We found in our first few weeks that the liaison required to resolve casework issues meant it limited the capacity of MPs to reach more constituents and be as proactive as they would like.

Each digital mentor ran a workshop with office staff to discover where processes could be improved using digital tools and approaches. We identified four ways to improve casework:

1. Use an effective digital system for managing casework

Customer relationship management (CRM) software can be used to create and manage digital correspondence. It can be used to collaborate on and delegate the production of documents, emails and letters. Moving the casework process from paper to digital is one of the biggest time savers an MP’s office can make. A couple of CRM systems include and eCasework.
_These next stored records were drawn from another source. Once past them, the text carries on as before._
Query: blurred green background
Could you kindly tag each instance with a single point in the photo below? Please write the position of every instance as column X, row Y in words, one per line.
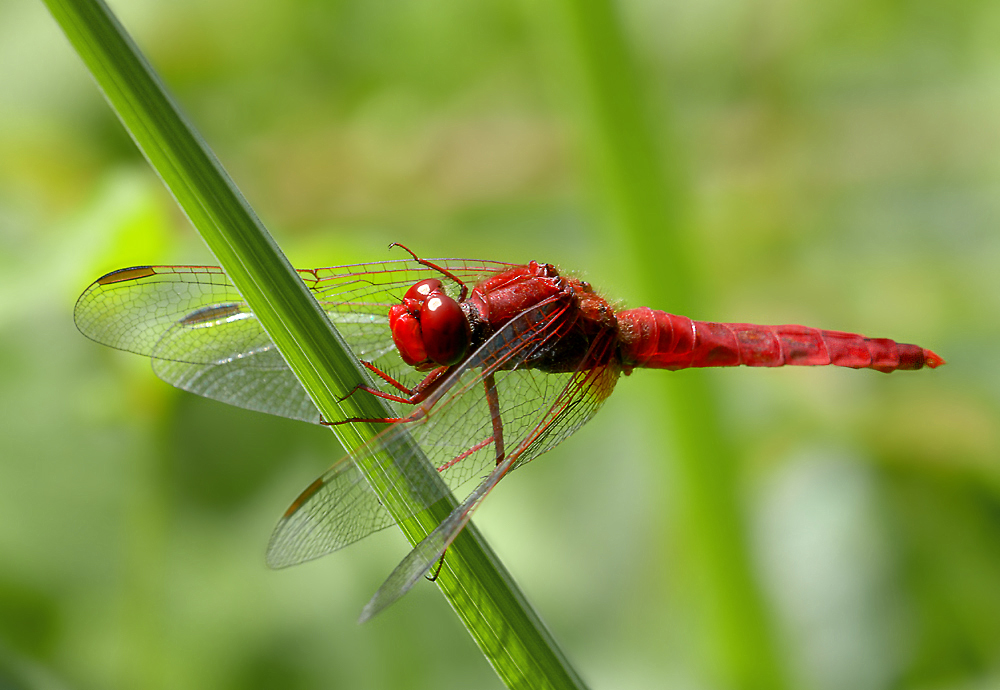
column 834, row 163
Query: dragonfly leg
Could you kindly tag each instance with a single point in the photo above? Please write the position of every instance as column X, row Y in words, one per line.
column 443, row 271
column 437, row 571
column 414, row 395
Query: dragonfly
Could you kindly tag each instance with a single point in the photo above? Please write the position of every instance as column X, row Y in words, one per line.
column 485, row 365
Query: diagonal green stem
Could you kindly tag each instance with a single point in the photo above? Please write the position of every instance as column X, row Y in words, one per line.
column 508, row 631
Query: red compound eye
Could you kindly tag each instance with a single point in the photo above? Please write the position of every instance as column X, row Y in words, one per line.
column 445, row 329
column 420, row 291
column 407, row 336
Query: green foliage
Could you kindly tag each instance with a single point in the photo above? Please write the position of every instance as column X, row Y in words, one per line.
column 832, row 163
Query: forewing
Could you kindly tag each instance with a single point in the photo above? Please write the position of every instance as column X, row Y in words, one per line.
column 538, row 411
column 203, row 338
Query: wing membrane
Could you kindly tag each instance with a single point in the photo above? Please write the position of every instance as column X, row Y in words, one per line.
column 203, row 337
column 455, row 434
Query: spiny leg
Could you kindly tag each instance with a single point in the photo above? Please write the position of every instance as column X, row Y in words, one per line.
column 494, row 404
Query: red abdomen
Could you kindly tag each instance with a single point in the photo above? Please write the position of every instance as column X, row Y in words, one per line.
column 657, row 340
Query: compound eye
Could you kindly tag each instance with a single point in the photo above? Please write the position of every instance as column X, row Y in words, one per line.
column 419, row 291
column 446, row 332
column 406, row 334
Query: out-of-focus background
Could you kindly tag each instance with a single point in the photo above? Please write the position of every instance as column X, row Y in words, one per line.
column 838, row 165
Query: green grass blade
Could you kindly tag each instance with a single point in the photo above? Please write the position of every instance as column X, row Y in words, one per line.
column 648, row 199
column 480, row 590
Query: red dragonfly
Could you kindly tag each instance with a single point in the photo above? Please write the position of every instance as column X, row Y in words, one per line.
column 487, row 365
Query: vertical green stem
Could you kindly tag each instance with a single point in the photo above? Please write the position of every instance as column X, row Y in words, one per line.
column 647, row 199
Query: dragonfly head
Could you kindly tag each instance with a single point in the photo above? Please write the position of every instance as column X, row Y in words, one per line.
column 429, row 328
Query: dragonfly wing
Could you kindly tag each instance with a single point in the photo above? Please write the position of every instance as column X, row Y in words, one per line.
column 339, row 507
column 432, row 548
column 262, row 383
column 203, row 337
column 580, row 394
column 538, row 410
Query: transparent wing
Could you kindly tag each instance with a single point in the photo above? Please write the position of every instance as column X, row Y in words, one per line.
column 203, row 338
column 578, row 400
column 537, row 410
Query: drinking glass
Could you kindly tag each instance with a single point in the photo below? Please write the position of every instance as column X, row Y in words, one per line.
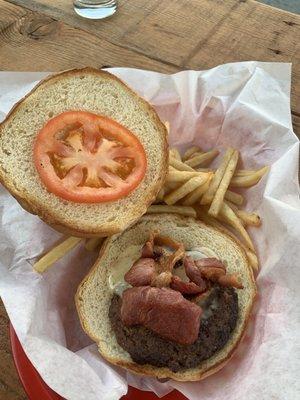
column 95, row 9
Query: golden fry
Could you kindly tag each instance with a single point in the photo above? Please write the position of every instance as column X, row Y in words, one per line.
column 248, row 180
column 235, row 198
column 180, row 176
column 196, row 194
column 227, row 215
column 92, row 243
column 220, row 193
column 55, row 254
column 175, row 153
column 203, row 158
column 185, row 189
column 190, row 152
column 252, row 219
column 186, row 211
column 244, row 172
column 209, row 195
column 179, row 165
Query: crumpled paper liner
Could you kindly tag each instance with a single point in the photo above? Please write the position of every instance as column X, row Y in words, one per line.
column 243, row 105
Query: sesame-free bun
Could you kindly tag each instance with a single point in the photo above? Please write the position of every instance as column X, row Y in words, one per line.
column 94, row 295
column 101, row 93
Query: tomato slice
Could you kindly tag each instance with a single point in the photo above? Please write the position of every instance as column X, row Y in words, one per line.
column 88, row 158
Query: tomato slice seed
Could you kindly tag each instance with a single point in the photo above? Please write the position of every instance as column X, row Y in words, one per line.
column 85, row 157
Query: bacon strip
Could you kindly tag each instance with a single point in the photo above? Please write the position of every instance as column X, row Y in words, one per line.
column 164, row 311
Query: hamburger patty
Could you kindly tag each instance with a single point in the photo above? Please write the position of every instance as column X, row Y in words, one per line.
column 220, row 312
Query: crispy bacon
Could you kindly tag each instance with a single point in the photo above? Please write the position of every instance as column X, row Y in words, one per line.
column 141, row 273
column 164, row 311
column 194, row 273
column 162, row 280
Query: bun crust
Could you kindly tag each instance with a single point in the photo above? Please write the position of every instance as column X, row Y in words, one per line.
column 94, row 295
column 95, row 91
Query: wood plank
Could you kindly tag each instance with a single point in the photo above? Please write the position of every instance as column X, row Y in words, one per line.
column 31, row 40
column 193, row 33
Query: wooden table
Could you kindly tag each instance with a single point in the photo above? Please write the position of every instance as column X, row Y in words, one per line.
column 165, row 36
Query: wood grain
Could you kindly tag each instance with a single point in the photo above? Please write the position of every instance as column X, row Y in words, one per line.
column 165, row 36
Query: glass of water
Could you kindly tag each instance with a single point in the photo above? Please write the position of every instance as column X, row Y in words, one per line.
column 95, row 9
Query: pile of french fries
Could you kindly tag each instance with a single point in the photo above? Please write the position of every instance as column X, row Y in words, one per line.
column 194, row 189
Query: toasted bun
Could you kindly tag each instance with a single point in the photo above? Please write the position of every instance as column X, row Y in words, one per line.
column 94, row 296
column 101, row 93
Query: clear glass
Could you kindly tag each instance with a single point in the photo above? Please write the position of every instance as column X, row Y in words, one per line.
column 95, row 9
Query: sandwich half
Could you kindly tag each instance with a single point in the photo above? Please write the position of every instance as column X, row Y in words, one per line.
column 83, row 152
column 169, row 297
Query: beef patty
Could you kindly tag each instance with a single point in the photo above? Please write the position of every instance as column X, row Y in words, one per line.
column 218, row 320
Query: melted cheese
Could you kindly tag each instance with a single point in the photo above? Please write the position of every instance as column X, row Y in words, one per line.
column 132, row 253
column 196, row 253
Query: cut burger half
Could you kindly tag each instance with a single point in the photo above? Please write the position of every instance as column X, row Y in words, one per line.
column 84, row 152
column 170, row 297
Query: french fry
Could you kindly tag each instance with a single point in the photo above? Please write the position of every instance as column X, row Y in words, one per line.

2. Use tagging for correspondence

Once a CRM is set up, teams should set up tags for correspondence. This helps to organise casework into categories and locations, and ensure that cases do not get lost. Tags can be analysed to help organise local campaigns as well as influence local decision makers.

Some teams had over 3,000 tags in their CRM system, which made it difficult to organise or manage casework. We reduced the number of tags by prioritising the most important issues and merging similar topics. We created a tagging framework, suggesting that each piece of correspondence has four tags (Category/issue, Urgency, Sensitivity, Transferability). See our tagging system template (Excel document).

3. Have a follow-up process with third parties

Many cases require correspondence with third parties, such as government departments, ministers, and local authorities. There is often a three-week grace period for a reply and if no response is received, caseworkers have to remember to chase them up. We worked with tools such as Outlook Tasks and Evernote to integrate reminders into the workflow.

4. Set aside time to review casework

The nature of a caseworker’s job is highly reactionary. It is, therefore, easy to get snowed under without realising it. We think it would help to each week set aside 30 minutes for office managers and caseworker teams to discuss what has been coming through the office and what actions need to be taken. This, in turn, will give office managers a full understanding of constituents’ issues, which can be relayed to the MP.